Censés marquer un tournant diplomatique dans la guerre russo-ukrainienne qui entre dans sa quatrième année, les pourparlers directs entre Kyiv et Moscou s’ouvrent ce jeudi en Turquie sous de mauvais auspices. Entre échanges d’insultes, absences symboliques et soupçons de manœuvres dilatoires, l’espoir d’un progrès vers la paix semble, pour l’instant, davantage rhétorique que réel.
Une atmosphère plombée dès les premières heures
Volodymyr Zelensky, présent en Turquie mais non à Istanbul, a d’emblée jeté un froid en qualifiant la délégation russe de « pure façade », soulignant l’absence de figures capables de réellement engager Moscou. « Quelle valeur peut-on accorder à des négociateurs qui ne décident de rien ? », a lancé le président ukrainien depuis Ankara, en présence de son homologue turc Recep Tayyip Erdogan.
La réplique du Kremlin n’a pas tardé. Maria Zakharova, porte-parole du ministère russe des Affaires étrangères, a violemment riposté en traitant Zelensky de « clown » et de « raté », lors de son point de presse hebdomadaire. À Moscou, le ministre des Affaires étrangères, Sergueï Lavrov, a renchéri, parlant d’un Zelensky « pitoyable ».
Un sommet sans les chefs d’État
Ni Vladimir Poutine ni Volodymyr Zelensky ne prendront part aux discussions. Une délégation ukrainienne « du plus haut niveau », dont la composition exacte restait encore floue jeudi matin, s’est rendue à Istanbul. Du côté russe, c’est Vladimir Medinski, conseiller présidentiel controversé, qui a été dépêché, malgré son profil jugé peu stratégique. Ancien négociateur en 2022, Medinski s’est fait remarquer depuis pour ses propos ultranationalistes niant la légitimité de l’Ukraine en tant qu’État distinct.
L’absence des deux présidents donne le ton : ces pourparlers ne sont pas pensés comme un sommet décisif, mais plutôt comme une étape technique – voire une opération de communication.

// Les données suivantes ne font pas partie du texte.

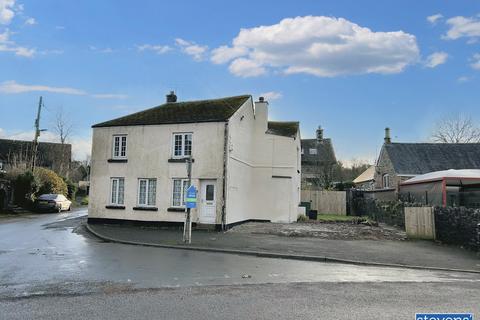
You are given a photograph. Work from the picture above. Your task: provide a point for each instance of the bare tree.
(62, 126)
(457, 129)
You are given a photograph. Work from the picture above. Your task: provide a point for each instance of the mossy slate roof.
(215, 110)
(421, 158)
(283, 128)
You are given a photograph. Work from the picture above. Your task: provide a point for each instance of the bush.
(25, 187)
(84, 201)
(49, 182)
(72, 188)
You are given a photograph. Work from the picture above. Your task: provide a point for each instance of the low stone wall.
(458, 226)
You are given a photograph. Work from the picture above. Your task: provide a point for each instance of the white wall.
(254, 159)
(148, 151)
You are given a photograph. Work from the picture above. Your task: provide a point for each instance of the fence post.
(478, 237)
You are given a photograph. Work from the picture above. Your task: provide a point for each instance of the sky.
(353, 67)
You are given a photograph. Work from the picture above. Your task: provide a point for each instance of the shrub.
(84, 201)
(71, 188)
(25, 186)
(49, 182)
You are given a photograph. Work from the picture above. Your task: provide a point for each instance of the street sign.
(191, 199)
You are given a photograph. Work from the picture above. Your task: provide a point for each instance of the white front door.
(208, 206)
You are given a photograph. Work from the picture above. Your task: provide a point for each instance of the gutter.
(224, 180)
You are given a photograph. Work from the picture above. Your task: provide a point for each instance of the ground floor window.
(147, 190)
(117, 187)
(179, 188)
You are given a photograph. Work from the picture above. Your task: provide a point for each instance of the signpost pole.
(187, 227)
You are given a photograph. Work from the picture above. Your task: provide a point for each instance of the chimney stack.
(387, 138)
(319, 134)
(171, 97)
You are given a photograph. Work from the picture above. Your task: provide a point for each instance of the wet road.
(43, 253)
(49, 269)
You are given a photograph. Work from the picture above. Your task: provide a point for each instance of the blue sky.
(353, 67)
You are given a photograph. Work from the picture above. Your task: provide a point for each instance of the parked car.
(53, 202)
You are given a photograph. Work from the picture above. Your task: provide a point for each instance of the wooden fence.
(326, 202)
(420, 222)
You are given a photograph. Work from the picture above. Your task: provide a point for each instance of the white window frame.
(119, 155)
(148, 181)
(184, 186)
(183, 144)
(117, 191)
(386, 181)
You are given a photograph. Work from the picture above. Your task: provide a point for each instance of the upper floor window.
(119, 146)
(117, 187)
(182, 145)
(386, 180)
(147, 191)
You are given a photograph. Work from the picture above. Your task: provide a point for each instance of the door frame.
(201, 216)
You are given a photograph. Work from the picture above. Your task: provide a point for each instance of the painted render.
(262, 170)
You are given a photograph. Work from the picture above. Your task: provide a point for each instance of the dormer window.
(182, 145)
(119, 146)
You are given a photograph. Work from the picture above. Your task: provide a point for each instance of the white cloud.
(158, 49)
(110, 96)
(463, 79)
(463, 27)
(7, 45)
(81, 146)
(192, 49)
(13, 87)
(30, 21)
(436, 59)
(243, 67)
(271, 95)
(7, 11)
(476, 61)
(317, 45)
(224, 54)
(101, 50)
(434, 18)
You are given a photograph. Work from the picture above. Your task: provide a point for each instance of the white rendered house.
(244, 166)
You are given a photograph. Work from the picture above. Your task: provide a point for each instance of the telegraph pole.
(187, 227)
(37, 134)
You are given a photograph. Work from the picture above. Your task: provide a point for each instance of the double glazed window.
(386, 180)
(117, 188)
(179, 188)
(182, 145)
(147, 191)
(119, 146)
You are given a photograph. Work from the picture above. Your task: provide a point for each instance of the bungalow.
(399, 162)
(244, 166)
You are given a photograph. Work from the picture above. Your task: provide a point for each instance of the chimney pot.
(171, 97)
(387, 138)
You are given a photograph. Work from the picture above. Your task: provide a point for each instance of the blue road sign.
(191, 198)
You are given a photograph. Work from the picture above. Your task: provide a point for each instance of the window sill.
(118, 160)
(146, 208)
(115, 207)
(179, 160)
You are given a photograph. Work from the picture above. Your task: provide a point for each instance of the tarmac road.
(49, 271)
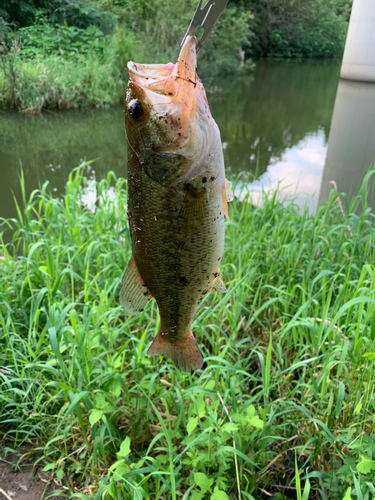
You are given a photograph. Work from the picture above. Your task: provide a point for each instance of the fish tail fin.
(184, 353)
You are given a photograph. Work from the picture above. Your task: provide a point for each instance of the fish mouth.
(168, 79)
(147, 74)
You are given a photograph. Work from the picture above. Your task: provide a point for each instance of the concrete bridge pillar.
(359, 55)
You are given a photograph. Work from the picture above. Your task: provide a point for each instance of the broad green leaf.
(250, 410)
(239, 418)
(203, 481)
(50, 466)
(95, 415)
(122, 468)
(210, 385)
(229, 427)
(256, 422)
(201, 407)
(253, 419)
(124, 448)
(197, 495)
(347, 494)
(191, 425)
(367, 465)
(100, 401)
(358, 407)
(60, 474)
(219, 494)
(115, 388)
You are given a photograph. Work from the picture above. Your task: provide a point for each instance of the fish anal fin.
(134, 294)
(184, 353)
(218, 285)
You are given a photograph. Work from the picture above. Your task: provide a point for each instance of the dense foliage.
(48, 47)
(285, 405)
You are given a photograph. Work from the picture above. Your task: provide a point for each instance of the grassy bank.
(289, 348)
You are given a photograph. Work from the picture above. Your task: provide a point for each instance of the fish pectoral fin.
(134, 293)
(226, 195)
(192, 212)
(218, 285)
(228, 191)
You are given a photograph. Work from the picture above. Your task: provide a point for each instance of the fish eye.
(135, 109)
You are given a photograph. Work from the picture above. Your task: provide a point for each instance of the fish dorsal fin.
(218, 285)
(228, 191)
(134, 294)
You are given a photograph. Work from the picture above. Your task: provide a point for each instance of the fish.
(177, 200)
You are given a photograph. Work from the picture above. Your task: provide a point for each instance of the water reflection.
(268, 120)
(351, 145)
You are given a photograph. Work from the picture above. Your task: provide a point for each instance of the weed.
(285, 404)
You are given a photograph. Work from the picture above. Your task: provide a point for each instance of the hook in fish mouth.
(154, 75)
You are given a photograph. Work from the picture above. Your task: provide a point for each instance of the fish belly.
(178, 242)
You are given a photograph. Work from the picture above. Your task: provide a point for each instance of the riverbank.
(59, 55)
(289, 351)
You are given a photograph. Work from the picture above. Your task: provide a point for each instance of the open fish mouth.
(149, 73)
(162, 78)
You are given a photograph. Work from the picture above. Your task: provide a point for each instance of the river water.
(274, 123)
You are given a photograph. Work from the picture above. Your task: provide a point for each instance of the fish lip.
(153, 72)
(186, 65)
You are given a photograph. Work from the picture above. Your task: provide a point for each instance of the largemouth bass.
(177, 200)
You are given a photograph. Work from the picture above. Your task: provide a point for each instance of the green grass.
(286, 402)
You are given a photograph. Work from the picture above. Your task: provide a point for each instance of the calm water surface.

Le théâtre turc d’une guerre de positions
À Istanbul, sur les rives du Bosphore, des centaines de journalistes ont pris position dès l’aube autour du palais de Dolmabahçe, symbole du rôle d’intermédiaire que revendique la Turquie depuis le début du conflit. Le ministre turc des Affaires étrangères, Hakan Fidan, veut croire à un « espoir raisonnable » de sortie de crise. Mais sur le terrain, la réalité militaire rattrape vite l’élan diplomatique : l’armée russe a annoncé ce jeudi la conquête de deux nouvelles localités dans le Donbass, portant à près de 20 % le territoire ukrainien sous occupation.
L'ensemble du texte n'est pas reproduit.